Intravenous immunoglobulin (IVIG) was administered in 356 (64%) patients and granulocyte colony-stimulating factor was utilized in 83 (15%) patients throughout treatment. Median IgG levels at 30 and 90 days post bsAbs initiation were 463 mg/dL (range: 21-10184 mg/dL) and 674 mg/dL (range: 18-8425 mg/dL), respectively. CRS occurred in 306 patients (55%) and was most commonly grade 1 (38%). ICANS occurred in 81 patients (14.6%), with grade 1 occurring in 39 patients (7%). Tocilizumab was required in 154 patients (27.7%), including 5 patients that received tocilizumab prophylaxis and dexamethasone was required in 160 patients (29%).

One hundred and eighteen patients (21%) did not have serostatus checked or status was unknown and were excluded from the subsequent analysis. Two hundred nineteen of the remaining patients (50%) were CMV seropositive. Of patients who were CMV seropositive, 48 patients (22%) had CMV reactivation during treatment, 26 (12%) receiving teclistamab, 2 (0.9%) receiving elranatamab, and 20 (9%) receiving talquetamab. Median time to CMV reactivation was 1.2 months (range: 0-15.4 months) after treatment initiation. Median peak CMV was 289 IU/mL (range: 5-324917 IU/mL). Of the 48 patients that experienced reactivation, 16 patients (33%) received CMV-directed therapy for a median duration of 24 days (range: 5-88). CMV disease occurred in 2 patients, including one case each of disseminated skin and pneumonia, both occurring within the first two months of treatment. Neither patient had prior BCMA exposure or tocilizumab exposure. No treatment interruptions, treatment discontinuations, or deaths occurred due to CMV reactivation.

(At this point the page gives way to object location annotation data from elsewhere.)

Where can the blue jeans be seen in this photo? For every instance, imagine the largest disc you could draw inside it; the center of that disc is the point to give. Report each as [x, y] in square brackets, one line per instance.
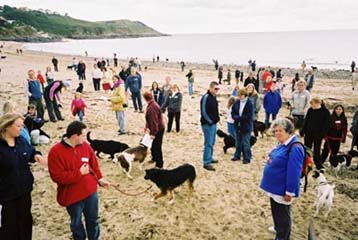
[190, 88]
[80, 115]
[209, 141]
[242, 144]
[120, 119]
[267, 118]
[137, 97]
[89, 207]
[231, 129]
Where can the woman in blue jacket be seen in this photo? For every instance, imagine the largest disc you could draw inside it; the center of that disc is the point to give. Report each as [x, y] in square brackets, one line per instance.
[281, 176]
[16, 179]
[272, 103]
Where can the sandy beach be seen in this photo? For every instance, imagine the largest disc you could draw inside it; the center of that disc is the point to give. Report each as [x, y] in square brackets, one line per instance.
[226, 204]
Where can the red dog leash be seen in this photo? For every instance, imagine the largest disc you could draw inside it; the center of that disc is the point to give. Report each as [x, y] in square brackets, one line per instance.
[117, 188]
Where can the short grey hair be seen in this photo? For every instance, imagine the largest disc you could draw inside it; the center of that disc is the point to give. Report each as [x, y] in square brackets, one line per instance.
[285, 123]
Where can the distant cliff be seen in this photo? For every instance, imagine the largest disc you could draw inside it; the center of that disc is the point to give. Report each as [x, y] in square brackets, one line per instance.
[23, 24]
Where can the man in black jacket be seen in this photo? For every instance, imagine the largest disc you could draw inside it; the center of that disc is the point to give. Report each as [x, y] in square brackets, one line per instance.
[209, 118]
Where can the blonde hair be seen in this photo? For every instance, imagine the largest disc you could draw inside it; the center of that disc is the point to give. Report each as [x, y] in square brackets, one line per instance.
[8, 107]
[230, 102]
[7, 120]
[176, 86]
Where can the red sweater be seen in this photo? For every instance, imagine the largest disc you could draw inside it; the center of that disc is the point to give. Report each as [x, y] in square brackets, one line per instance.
[153, 117]
[64, 163]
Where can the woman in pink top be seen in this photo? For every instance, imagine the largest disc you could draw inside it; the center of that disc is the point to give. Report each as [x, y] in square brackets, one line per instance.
[78, 106]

On logistic regression, number of prior lines of therapy, prior BCMA-directed therapy, max CRS grade, tocilizumab treatment, dexamethasone treatment, use of IVIG, and IgG levels at day 30 and day 90 were nonsignificant for predicting CMV reactivation.

Conclusion: In this retrospective study, 22% of patients experienced CMV reactivation with approximately a third of those patients requiring CMV-directed therapy. No baseline characteristics evaluated predicted CMV reactivation in patients with RRMM receiving a bsAbs. This incidence may reflect a potential need to provide routine monitoring for patients receiving bispecific antibodies, especially early in treatment. Further guidance on risk factors and thresholds for CMV treatment are necessary to ensure appropriate management of this high-risk patient population.